What is good primary practice?

 

A paper about the basic principles of good primary practice and what it involves by Jean Brewster.

 

As teachers we need constant reflection on what we are trying to achieve in teaching English to young learners and how we must best approach its implementation.

 

What is good primary practice?

The fields of education, psychology and applied linguistics offer us some theoretical perspectives in order to answer this question. 

For Nunan the general education theory and research to language teaching are useful tools to help us to decide what and how to teach.

 

How children think and learn?

Primary education has generally been influenced by:

Piaget: All children pass through a series of stages before they construct the ability to perceive, reason and understand in rational, mature terms. This view has led to the concept of “learning readiness”. (He related the child’s development with biology)

Vigotsky: Before children manipulate abstract concepts he says that it should be established deep connections with concrete concepts.
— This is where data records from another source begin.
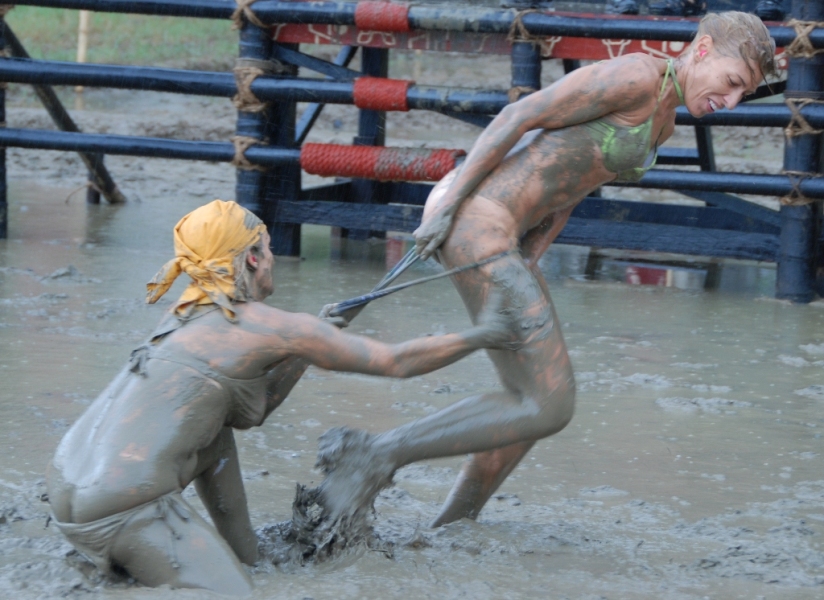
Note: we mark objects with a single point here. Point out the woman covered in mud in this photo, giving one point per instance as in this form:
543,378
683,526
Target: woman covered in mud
527,171
220,359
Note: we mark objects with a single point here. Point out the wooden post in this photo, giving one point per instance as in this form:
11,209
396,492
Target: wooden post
371,132
799,224
255,44
4,206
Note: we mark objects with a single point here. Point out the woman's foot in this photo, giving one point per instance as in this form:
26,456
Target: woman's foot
678,8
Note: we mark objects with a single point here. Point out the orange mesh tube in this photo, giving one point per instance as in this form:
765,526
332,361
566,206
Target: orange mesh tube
378,162
381,16
379,93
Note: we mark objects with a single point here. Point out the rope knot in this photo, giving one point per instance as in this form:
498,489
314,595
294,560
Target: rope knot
801,46
243,13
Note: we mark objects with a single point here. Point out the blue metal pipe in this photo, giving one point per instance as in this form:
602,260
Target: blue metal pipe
432,18
735,183
795,277
143,146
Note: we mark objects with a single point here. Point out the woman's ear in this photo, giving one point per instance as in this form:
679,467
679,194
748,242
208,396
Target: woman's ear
251,261
702,47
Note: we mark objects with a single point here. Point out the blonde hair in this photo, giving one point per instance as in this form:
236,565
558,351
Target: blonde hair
740,35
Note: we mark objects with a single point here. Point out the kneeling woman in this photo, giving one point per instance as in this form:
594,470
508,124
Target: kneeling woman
221,359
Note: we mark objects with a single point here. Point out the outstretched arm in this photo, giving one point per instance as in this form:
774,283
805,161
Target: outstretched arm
621,84
325,346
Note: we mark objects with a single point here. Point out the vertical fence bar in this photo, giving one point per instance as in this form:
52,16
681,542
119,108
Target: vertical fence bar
526,66
797,245
371,132
282,183
256,44
4,206
706,152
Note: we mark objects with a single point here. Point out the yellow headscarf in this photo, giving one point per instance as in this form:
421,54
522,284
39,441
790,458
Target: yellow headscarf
207,241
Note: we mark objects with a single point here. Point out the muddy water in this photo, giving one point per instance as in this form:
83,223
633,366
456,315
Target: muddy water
691,469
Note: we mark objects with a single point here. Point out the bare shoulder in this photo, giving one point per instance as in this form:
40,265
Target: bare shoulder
264,319
636,70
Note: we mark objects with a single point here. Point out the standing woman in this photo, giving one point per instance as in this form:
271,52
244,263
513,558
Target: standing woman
220,360
527,171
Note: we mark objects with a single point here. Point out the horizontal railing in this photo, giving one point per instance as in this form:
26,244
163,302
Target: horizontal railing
424,18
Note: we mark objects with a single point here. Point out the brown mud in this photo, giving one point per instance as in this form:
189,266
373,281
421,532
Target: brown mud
690,470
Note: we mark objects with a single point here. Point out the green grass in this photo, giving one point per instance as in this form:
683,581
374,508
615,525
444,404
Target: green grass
48,33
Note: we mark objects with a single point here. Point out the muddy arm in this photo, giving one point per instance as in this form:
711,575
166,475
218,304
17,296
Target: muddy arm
325,346
284,377
220,487
583,95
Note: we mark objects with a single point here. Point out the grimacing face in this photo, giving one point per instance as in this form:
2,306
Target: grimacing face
715,81
264,278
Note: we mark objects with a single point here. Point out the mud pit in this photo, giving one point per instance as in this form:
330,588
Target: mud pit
691,469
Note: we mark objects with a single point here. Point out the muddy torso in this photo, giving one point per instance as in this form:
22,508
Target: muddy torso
149,434
550,170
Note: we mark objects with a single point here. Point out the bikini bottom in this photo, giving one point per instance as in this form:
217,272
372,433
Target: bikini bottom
96,539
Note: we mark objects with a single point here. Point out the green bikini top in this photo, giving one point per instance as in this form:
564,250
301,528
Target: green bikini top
626,150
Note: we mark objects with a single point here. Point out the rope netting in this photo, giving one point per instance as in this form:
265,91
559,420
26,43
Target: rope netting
242,143
243,13
377,162
801,46
382,16
379,93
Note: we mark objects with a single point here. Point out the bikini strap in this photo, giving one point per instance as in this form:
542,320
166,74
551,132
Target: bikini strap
671,71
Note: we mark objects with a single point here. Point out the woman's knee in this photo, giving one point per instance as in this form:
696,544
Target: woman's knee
557,407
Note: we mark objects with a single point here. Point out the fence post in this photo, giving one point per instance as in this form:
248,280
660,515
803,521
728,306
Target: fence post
282,183
526,68
255,45
371,132
799,224
4,205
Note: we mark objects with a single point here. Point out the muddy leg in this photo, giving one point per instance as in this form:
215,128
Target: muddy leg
220,487
480,476
173,545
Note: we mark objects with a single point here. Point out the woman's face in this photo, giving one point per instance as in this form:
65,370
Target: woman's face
717,81
264,279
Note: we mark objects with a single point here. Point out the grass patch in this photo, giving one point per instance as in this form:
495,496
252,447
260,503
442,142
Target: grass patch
180,42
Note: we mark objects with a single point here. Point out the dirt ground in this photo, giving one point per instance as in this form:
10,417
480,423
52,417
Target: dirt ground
691,469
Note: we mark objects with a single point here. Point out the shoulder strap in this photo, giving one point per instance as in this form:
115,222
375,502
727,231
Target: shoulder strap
671,72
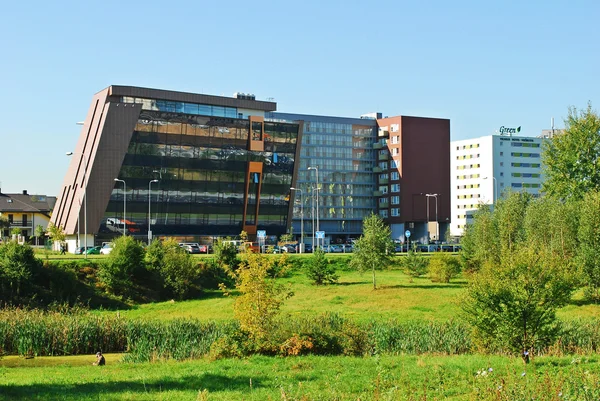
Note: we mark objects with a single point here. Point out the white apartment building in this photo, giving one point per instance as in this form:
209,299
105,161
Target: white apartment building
484,168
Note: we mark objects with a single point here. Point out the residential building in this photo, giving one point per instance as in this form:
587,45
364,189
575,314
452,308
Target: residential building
194,167
156,163
25,212
486,167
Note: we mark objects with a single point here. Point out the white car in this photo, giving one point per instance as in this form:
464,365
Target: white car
106,249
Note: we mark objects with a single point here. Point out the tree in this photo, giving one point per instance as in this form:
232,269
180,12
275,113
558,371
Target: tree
17,267
226,255
39,232
175,266
512,306
589,244
373,250
126,258
4,224
443,267
571,159
56,234
320,270
414,265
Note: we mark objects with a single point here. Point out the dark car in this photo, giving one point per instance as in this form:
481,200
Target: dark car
93,251
81,250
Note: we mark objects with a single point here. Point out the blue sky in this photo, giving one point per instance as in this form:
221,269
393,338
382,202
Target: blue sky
481,64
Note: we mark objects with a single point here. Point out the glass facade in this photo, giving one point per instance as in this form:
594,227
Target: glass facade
201,164
342,151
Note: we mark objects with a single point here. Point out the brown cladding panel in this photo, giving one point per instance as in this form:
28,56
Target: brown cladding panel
104,139
425,167
149,93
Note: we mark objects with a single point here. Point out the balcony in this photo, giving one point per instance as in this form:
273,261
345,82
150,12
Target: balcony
26,224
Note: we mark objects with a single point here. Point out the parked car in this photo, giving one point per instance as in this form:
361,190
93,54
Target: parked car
192,248
93,250
81,250
106,249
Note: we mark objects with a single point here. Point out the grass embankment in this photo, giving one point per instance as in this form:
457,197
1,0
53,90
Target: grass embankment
304,378
397,297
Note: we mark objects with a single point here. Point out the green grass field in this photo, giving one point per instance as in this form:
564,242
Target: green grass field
426,377
353,297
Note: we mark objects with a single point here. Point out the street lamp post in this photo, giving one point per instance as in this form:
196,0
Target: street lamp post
149,215
124,205
317,200
85,160
301,219
437,226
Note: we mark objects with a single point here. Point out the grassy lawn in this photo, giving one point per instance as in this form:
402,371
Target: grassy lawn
396,298
299,378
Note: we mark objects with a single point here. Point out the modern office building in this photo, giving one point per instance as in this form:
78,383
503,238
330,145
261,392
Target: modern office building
413,176
155,163
396,167
484,168
338,153
161,163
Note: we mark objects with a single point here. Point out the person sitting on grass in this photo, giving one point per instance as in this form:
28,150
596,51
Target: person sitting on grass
100,361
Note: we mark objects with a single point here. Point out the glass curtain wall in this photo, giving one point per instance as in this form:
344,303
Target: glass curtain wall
200,163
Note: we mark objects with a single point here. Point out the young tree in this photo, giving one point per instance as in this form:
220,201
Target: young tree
175,265
443,267
56,234
414,265
261,296
226,255
512,306
374,249
588,255
126,258
319,269
571,157
39,232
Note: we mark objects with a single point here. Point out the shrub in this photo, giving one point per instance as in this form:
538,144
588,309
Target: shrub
414,265
319,269
443,267
124,261
18,266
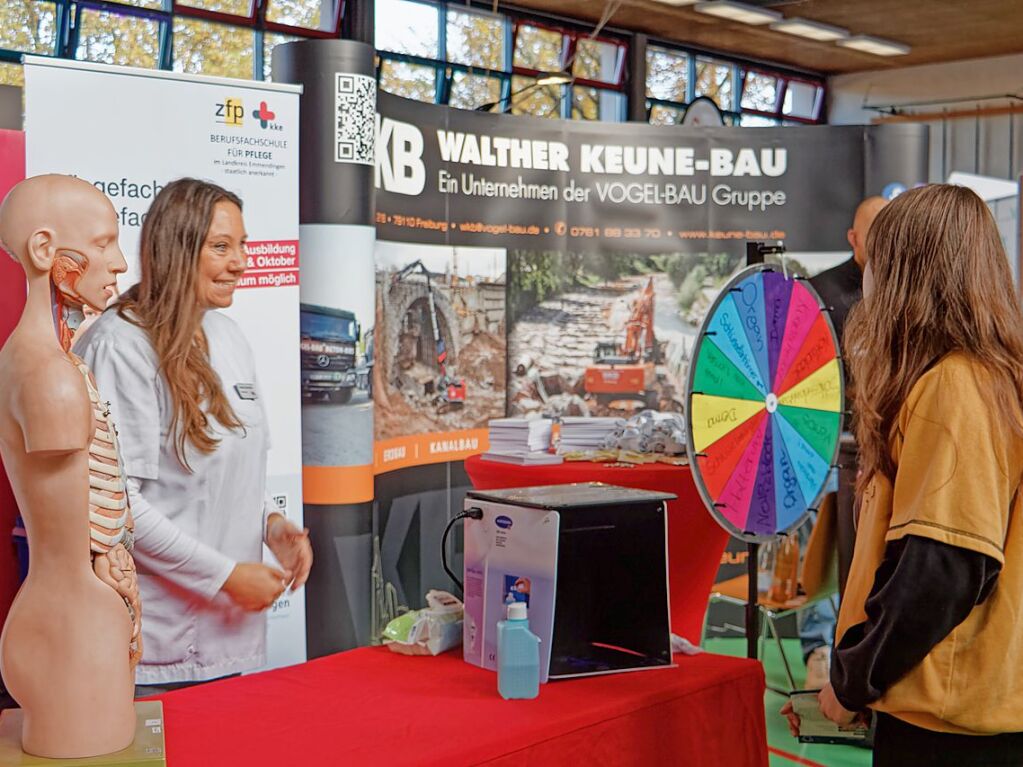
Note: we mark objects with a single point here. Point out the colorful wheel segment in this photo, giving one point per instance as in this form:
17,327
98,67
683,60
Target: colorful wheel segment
765,402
Language gives structure and directs the processes of thinking and concept formation, it helps the child to form a system to represent the world. The speech helps to form the higher mental processes: the ability to plan, evaluate, memorize and reason. (He related the child’s development with society)

Bruner: Learning development takes place through the processes of social interaction. He introduced the concept of LASS (Language Acquisition Support System), it is that for language development there needs to be a child component, adult support and help component. (He related the child’s development with instruction).

 

How have these theories influenced primary classrooms?

The main features of primary practice in Britain between the 1960s and 1980s, were derived to some extent from theories can be listed as follows.

Teacher autonomy.

 A child-centred curriculum methodology.

Individualised learning.

A topic-based approach.

A methodology of “learning by doing”.

These theories have strongly influenced primary classrooms in Britain. Nowadays, the traditional “child-centred” primary education is being replaced for what the National Curriculum Council  calls “good primary practice”. Some of  the suggestions that the Council makes are very difficult  to put into practice for example in large classes though teachers should ensure that every child has the opportunity to speak English.

A definition of  “good primary practice”:

Using language to make, receive and communicate meaning, in purposeful contexts.

An “apprenticeship” approach to acquiring written and oral language, in which the adult  represents the “success” the child seeks and yet offers endless help.

Maximum encouragement and support, errors are mastered.

Working on tasks which the children have chosen and which they direct for themselves.

Employing a variety of forms with a clear awareness of audience.

Working with teachers who are themselves involved in the processes-albeit with special expertise-as talkers, listeners, readers and writers.

Reading literature for enjoyment, responding to it critically and using that reading for learning.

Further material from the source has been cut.